A heart with pure affection fraught
Be doomed a hopeless love to mourn?

'And must thou still its homage spurn?
And must thou still my suit reject?
And be to me this cruel thorn?
Reflect upon the past, reflect!

'A time there was, and time shall pass
To me ere that forgotten be,
When side by side from tide to tide
We played and sported on the lea.

'Ay, then have I not chased the bee
From bloom to bloom-oft chased and
caught,
And having drawn its sting in glee,
To thee the little body brought?

'Then when a bloom of rarer dyes
Into my busy fingers fell,
To whom was reached the lucky prize?
Can not thy recollection tell?

'As oft away as summer went,
Who pulled with thee the haw, bright,
brown-
Brown as thy own bright eyes-and bent
For thee the richest branches down?

'With blooms I've graced thy yellow hair,
With berries filled thy lap, thy hand,-
That hand as alabaster fair-
Had every gift at my command.

'Nay, tho' to others dour, yet meek
I ever was to thee, and kind,
And when we played at hide-and-seek,
I hid where thou would'st seek to find

'Upon the play-ground still unmatched
Was I, unless my loved one played:
And then it seem'd to those who watched,
My failures were on purpose made.

'As sure as e'er a race began,
The palm was mine unless she joined,
And then I always was out-ran,
For still with her I lagged behind.

'The ball I drove to others, mocked
Their efforts to arrest its flight;
But when my ball to her was knocked,
It would upon her lap alight.

'None, up and down so well I bobbed,
To skip the rope with me would try;
Did she attempt? my skill was robbed;
Another skipped her out-not I.

'At play thus wasn't; but childhood past,
And e'er the lasses reach their teens,
Atween them and the lads a vast
Mysterious distance intervenes.

'They seldom on the green appear
In careless sport and play; and if
They join the throng erect they wear
Their head, and still their air is stiff-

'They ail they know not what.
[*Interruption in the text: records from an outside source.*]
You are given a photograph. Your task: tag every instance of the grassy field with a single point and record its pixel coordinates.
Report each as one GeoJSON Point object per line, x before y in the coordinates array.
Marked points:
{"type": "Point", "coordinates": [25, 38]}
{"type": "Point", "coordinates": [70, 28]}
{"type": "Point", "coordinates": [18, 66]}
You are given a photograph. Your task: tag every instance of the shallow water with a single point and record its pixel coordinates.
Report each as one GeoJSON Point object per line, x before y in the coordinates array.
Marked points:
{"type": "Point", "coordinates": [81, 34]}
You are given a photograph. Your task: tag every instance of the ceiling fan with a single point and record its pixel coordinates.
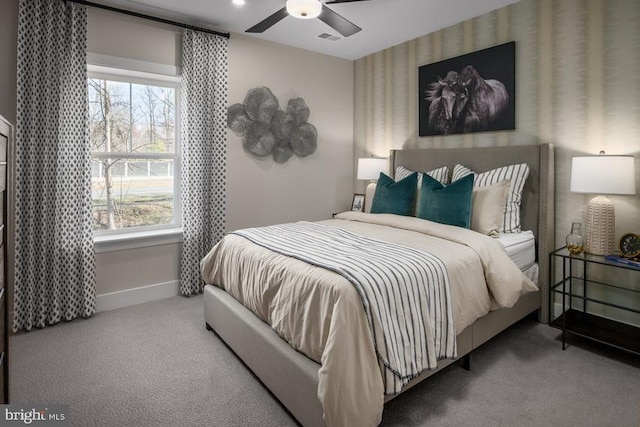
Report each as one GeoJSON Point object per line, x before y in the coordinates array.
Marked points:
{"type": "Point", "coordinates": [309, 9]}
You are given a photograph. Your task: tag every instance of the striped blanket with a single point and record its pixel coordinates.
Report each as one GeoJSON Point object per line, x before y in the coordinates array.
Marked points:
{"type": "Point", "coordinates": [405, 291]}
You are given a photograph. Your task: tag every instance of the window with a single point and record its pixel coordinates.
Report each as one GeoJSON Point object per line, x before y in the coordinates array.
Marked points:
{"type": "Point", "coordinates": [133, 132]}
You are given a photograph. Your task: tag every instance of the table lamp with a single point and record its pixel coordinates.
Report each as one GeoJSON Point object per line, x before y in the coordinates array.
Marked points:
{"type": "Point", "coordinates": [369, 168]}
{"type": "Point", "coordinates": [601, 175]}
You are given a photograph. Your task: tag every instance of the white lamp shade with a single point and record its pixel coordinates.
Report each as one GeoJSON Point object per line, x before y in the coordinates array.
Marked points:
{"type": "Point", "coordinates": [603, 175]}
{"type": "Point", "coordinates": [304, 9]}
{"type": "Point", "coordinates": [370, 168]}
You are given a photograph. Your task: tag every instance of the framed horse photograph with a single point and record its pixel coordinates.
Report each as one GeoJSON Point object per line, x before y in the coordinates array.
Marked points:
{"type": "Point", "coordinates": [469, 93]}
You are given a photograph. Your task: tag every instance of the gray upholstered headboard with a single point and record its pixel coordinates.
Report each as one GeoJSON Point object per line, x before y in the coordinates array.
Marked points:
{"type": "Point", "coordinates": [537, 207]}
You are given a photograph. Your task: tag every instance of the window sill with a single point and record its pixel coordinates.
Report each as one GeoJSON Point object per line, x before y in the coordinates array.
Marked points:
{"type": "Point", "coordinates": [136, 240]}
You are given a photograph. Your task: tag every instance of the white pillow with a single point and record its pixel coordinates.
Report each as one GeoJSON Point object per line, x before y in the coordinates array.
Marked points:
{"type": "Point", "coordinates": [487, 207]}
{"type": "Point", "coordinates": [517, 174]}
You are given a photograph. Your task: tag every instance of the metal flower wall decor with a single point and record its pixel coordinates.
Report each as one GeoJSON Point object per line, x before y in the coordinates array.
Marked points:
{"type": "Point", "coordinates": [268, 131]}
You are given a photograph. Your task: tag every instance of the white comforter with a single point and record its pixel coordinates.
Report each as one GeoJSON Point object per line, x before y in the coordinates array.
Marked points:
{"type": "Point", "coordinates": [320, 313]}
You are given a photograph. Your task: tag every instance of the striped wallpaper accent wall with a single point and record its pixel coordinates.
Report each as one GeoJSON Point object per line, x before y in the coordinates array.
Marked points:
{"type": "Point", "coordinates": [577, 87]}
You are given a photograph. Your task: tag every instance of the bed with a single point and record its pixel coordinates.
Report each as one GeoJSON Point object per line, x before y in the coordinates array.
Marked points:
{"type": "Point", "coordinates": [294, 378]}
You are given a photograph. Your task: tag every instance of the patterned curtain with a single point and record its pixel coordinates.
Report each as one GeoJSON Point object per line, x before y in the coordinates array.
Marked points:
{"type": "Point", "coordinates": [204, 141]}
{"type": "Point", "coordinates": [55, 266]}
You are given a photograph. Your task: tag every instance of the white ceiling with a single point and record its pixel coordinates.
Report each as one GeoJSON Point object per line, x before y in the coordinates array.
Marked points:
{"type": "Point", "coordinates": [384, 23]}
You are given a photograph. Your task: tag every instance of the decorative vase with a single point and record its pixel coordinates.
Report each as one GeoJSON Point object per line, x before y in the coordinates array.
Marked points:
{"type": "Point", "coordinates": [575, 242]}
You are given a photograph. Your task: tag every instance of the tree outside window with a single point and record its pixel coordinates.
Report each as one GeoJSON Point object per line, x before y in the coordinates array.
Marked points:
{"type": "Point", "coordinates": [132, 131]}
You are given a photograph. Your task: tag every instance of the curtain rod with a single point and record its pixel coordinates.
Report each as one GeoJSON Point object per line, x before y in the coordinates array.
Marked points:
{"type": "Point", "coordinates": [149, 17]}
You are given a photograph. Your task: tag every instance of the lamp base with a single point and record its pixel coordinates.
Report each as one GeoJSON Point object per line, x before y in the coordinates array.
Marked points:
{"type": "Point", "coordinates": [601, 226]}
{"type": "Point", "coordinates": [368, 198]}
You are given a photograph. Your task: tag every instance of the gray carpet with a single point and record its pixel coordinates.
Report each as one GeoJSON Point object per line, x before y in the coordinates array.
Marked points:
{"type": "Point", "coordinates": [155, 365]}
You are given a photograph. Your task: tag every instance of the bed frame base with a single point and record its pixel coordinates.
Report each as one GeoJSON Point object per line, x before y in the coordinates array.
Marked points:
{"type": "Point", "coordinates": [293, 378]}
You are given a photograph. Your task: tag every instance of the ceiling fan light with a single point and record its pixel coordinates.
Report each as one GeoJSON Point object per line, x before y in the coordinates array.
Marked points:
{"type": "Point", "coordinates": [304, 9]}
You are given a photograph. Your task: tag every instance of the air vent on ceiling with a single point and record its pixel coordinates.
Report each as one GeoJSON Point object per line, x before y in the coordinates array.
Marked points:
{"type": "Point", "coordinates": [328, 36]}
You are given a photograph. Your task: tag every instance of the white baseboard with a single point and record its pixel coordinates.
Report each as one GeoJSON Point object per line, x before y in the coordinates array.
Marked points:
{"type": "Point", "coordinates": [135, 296]}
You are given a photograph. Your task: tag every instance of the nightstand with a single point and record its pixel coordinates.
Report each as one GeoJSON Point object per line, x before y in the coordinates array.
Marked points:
{"type": "Point", "coordinates": [589, 295]}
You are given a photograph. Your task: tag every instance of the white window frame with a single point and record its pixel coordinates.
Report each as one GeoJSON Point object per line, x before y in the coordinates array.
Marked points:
{"type": "Point", "coordinates": [151, 235]}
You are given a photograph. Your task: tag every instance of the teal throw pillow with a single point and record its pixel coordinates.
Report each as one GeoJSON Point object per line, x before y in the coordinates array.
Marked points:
{"type": "Point", "coordinates": [395, 197]}
{"type": "Point", "coordinates": [446, 204]}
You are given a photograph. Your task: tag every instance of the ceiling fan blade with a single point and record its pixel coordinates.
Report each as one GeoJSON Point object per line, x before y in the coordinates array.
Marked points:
{"type": "Point", "coordinates": [342, 1]}
{"type": "Point", "coordinates": [337, 22]}
{"type": "Point", "coordinates": [266, 23]}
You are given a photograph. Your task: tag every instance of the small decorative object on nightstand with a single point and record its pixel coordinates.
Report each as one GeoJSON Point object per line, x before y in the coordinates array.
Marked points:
{"type": "Point", "coordinates": [575, 243]}
{"type": "Point", "coordinates": [630, 245]}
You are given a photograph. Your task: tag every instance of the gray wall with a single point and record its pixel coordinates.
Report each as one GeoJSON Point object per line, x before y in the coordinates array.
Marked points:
{"type": "Point", "coordinates": [258, 192]}
{"type": "Point", "coordinates": [8, 48]}
{"type": "Point", "coordinates": [577, 87]}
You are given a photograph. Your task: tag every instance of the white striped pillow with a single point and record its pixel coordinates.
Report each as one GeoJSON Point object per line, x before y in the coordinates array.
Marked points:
{"type": "Point", "coordinates": [517, 174]}
{"type": "Point", "coordinates": [441, 174]}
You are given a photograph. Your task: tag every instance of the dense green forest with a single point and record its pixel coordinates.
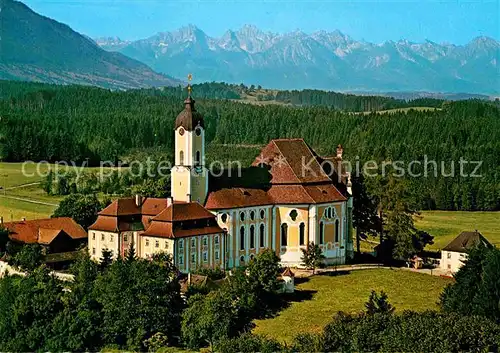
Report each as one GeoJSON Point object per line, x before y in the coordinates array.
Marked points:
{"type": "Point", "coordinates": [42, 122]}
{"type": "Point", "coordinates": [351, 102]}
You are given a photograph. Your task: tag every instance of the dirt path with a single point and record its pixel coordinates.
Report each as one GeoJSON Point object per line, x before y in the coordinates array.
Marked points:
{"type": "Point", "coordinates": [28, 200]}
{"type": "Point", "coordinates": [21, 186]}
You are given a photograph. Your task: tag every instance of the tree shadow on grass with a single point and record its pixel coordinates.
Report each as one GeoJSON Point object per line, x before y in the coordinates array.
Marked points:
{"type": "Point", "coordinates": [283, 301]}
{"type": "Point", "coordinates": [299, 280]}
{"type": "Point", "coordinates": [334, 273]}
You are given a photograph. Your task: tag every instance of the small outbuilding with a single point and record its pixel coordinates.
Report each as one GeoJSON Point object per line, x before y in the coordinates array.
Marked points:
{"type": "Point", "coordinates": [288, 278]}
{"type": "Point", "coordinates": [454, 254]}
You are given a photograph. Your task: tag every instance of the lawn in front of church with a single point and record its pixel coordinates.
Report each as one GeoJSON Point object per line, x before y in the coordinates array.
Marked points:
{"type": "Point", "coordinates": [321, 296]}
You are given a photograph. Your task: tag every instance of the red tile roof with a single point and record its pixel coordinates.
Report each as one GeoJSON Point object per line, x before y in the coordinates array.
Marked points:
{"type": "Point", "coordinates": [184, 211]}
{"type": "Point", "coordinates": [297, 177]}
{"type": "Point", "coordinates": [292, 161]}
{"type": "Point", "coordinates": [127, 207]}
{"type": "Point", "coordinates": [237, 197]}
{"type": "Point", "coordinates": [169, 230]}
{"type": "Point", "coordinates": [44, 230]}
{"type": "Point", "coordinates": [105, 223]}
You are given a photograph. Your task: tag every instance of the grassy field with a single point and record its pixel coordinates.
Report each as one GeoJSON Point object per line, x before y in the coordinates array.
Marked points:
{"type": "Point", "coordinates": [324, 295]}
{"type": "Point", "coordinates": [446, 225]}
{"type": "Point", "coordinates": [14, 210]}
{"type": "Point", "coordinates": [20, 193]}
{"type": "Point", "coordinates": [397, 110]}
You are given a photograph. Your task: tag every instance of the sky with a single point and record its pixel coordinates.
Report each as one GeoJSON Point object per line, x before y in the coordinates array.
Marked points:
{"type": "Point", "coordinates": [375, 21]}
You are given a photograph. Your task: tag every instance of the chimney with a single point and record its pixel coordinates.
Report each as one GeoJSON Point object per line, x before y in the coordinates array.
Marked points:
{"type": "Point", "coordinates": [138, 200]}
{"type": "Point", "coordinates": [349, 183]}
{"type": "Point", "coordinates": [340, 150]}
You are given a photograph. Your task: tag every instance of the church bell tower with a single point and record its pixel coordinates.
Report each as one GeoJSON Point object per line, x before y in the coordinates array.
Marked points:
{"type": "Point", "coordinates": [189, 176]}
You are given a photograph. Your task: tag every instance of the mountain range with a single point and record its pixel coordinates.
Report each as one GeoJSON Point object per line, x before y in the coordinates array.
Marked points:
{"type": "Point", "coordinates": [321, 60]}
{"type": "Point", "coordinates": [37, 48]}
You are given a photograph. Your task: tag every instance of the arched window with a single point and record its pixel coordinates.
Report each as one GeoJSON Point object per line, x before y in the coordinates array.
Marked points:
{"type": "Point", "coordinates": [302, 234]}
{"type": "Point", "coordinates": [252, 236]}
{"type": "Point", "coordinates": [337, 231]}
{"type": "Point", "coordinates": [242, 238]}
{"type": "Point", "coordinates": [284, 234]}
{"type": "Point", "coordinates": [198, 158]}
{"type": "Point", "coordinates": [262, 241]}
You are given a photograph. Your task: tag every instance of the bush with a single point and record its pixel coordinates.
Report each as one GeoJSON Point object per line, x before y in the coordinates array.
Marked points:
{"type": "Point", "coordinates": [249, 343]}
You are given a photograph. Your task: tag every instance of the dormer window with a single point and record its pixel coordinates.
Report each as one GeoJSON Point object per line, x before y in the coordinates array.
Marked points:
{"type": "Point", "coordinates": [198, 158]}
{"type": "Point", "coordinates": [181, 158]}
And such
The change that on my lassie fell
Then would she shrink my hand to touch,
And I half feared her touch as well.

'Had I changed too? This, I can tell,-
That touch o'er me a spell would cast;
And did I pass her in the dell,
With slow and snail-like pace I pass'd.

'Her voice had lost its former ring,
Yet, in that voice such power was flung,
I better liked to hear her sing,
Than when of old to me she sung.

'Her touch, her tone, would make or mar
My bliss, and tho' with all my skill
I strove to please, and please but her,
I in her presence blundered still.

'When by the hearth she sewing sat,
Did I to thread her needle try?
Still, still my heart played pit-a-pat,
And still I miss'd the needle's eye.

'As with the needle-threading, so
We with the skein a-winding fared,
And Auntie's dreaded tongue would go
Before the dancing end appeared.

''What ails the lass?' she often said-
'She's sound asleep!' once said, and flew,
And snatched and snapt the tangled thread,
While I-I know not how-withdrew.

'Away, too, fled those hours! Alack!
They came and went like visions rare,
To mock the heart, delude and wrack,
And leave the gazer in despair.

'Ah, less-tho' sun-illumed-less fair
The blobs that dance adown the burn,
And let them burst they'll re-appear
Ere those delightsome hours return.

'Yet they may live in thought, and could
They live in Nettle's thought again,
Would she not change her bearing? would-
Would she not change this bitter strain?